Namibia is a party to the Basel Convention on the management of hazardous waste and their disposal; the Stockholm Convention on Persistent Organic Pollutants; the Rotterdam Convention on Prior-Informed Consent; the Montreal Protocol on Substances that Deplete the Ozone Layer; and the United Nations’ Framework Convention on Climate Change.
Shifeta said with the standard of living on the rise, there is also a boom in consumerism.
This means an increase in the sales of cosmetics, detergents and battery-based products, and these can pose major risks to both human and environment health.
He emphasised that while nations must welcome the positive role that many of these developments play in terms of generating employment and economic growth, they should remain aware of the need to minimise the harmful effects of products on the environment, water, soil and air.
At the same occasion, the Africa Institute of Environmentally-Sound Management of Hazardous and Other Wastes’ Director Dr Taelo Letsela raised the concern that electronic waste destined for Africa is classified as used goods, yet in reality some are already hazardous waste that should be subjected to the restrictions of the Basel Convention.
The Basel Convention strives to protect human health and the environment against the adverse effects of hazardous wastes.
According to Letsela, when this electronic waste arrives in Africa, it is the most vulnerable members of society who carry the biggest brunt of the impact as they scavenge for resources in an uncontrolled and usually unregulated electronic waste informal sector.
“Chemicals are part of our lives, and there are many risks involved.
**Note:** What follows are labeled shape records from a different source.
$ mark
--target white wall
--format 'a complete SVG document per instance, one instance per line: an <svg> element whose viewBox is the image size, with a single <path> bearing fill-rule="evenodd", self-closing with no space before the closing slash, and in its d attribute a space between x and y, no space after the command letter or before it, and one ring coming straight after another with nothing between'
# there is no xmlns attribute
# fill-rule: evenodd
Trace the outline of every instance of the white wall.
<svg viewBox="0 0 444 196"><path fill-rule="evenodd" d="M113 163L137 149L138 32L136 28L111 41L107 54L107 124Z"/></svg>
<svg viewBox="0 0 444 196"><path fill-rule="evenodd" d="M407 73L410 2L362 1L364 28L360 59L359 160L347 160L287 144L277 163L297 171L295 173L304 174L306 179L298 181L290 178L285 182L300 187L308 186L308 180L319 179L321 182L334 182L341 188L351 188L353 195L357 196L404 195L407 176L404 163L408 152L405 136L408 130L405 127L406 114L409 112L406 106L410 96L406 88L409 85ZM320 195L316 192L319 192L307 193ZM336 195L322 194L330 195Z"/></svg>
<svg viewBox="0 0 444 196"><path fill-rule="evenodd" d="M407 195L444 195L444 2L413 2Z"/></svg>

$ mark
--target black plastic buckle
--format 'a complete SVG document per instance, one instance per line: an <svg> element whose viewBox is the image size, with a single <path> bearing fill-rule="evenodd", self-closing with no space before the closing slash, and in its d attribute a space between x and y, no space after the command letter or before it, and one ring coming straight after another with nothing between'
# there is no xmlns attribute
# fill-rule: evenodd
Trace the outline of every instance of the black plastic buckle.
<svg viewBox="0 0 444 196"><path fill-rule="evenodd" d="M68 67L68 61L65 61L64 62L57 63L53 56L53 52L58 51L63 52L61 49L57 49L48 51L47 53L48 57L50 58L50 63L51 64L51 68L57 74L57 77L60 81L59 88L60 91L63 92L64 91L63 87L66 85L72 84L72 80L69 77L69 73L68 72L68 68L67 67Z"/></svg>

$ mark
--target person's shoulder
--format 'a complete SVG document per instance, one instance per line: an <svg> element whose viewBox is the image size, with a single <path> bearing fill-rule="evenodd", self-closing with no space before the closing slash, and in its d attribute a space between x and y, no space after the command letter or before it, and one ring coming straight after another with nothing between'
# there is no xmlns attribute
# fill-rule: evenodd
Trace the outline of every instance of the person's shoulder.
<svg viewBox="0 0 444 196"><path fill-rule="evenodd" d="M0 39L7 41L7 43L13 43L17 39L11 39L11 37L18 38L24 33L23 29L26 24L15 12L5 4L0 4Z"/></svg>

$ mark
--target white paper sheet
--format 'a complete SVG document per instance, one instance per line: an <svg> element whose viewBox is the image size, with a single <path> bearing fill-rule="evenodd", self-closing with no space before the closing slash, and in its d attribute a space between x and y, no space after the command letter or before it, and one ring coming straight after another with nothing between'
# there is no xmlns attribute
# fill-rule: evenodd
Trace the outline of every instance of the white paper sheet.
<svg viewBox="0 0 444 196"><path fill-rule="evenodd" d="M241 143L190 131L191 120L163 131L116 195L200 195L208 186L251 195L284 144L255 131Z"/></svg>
We need the political will to deal with the management of chemicals. Much needs to be done in Africa with the little resources we have at our disposal,” he stressed.
The regional workshop is being hosted by the MET, in partnership with the Africa Institute for the Environmentally-Sound Management of Hazardous and Other Wastes, as well as the Swedish Chemicals Agency (KEMI).
The main goal of the workshop is to strengthen the ability of these countries to manage chemicals in an environmentally-sound manner.
It is being attended by participants from Namibia, Lesotho, Botswana, Mauritius, Nigeria, South Africa, Tanzania and Zambia, and ends Friday.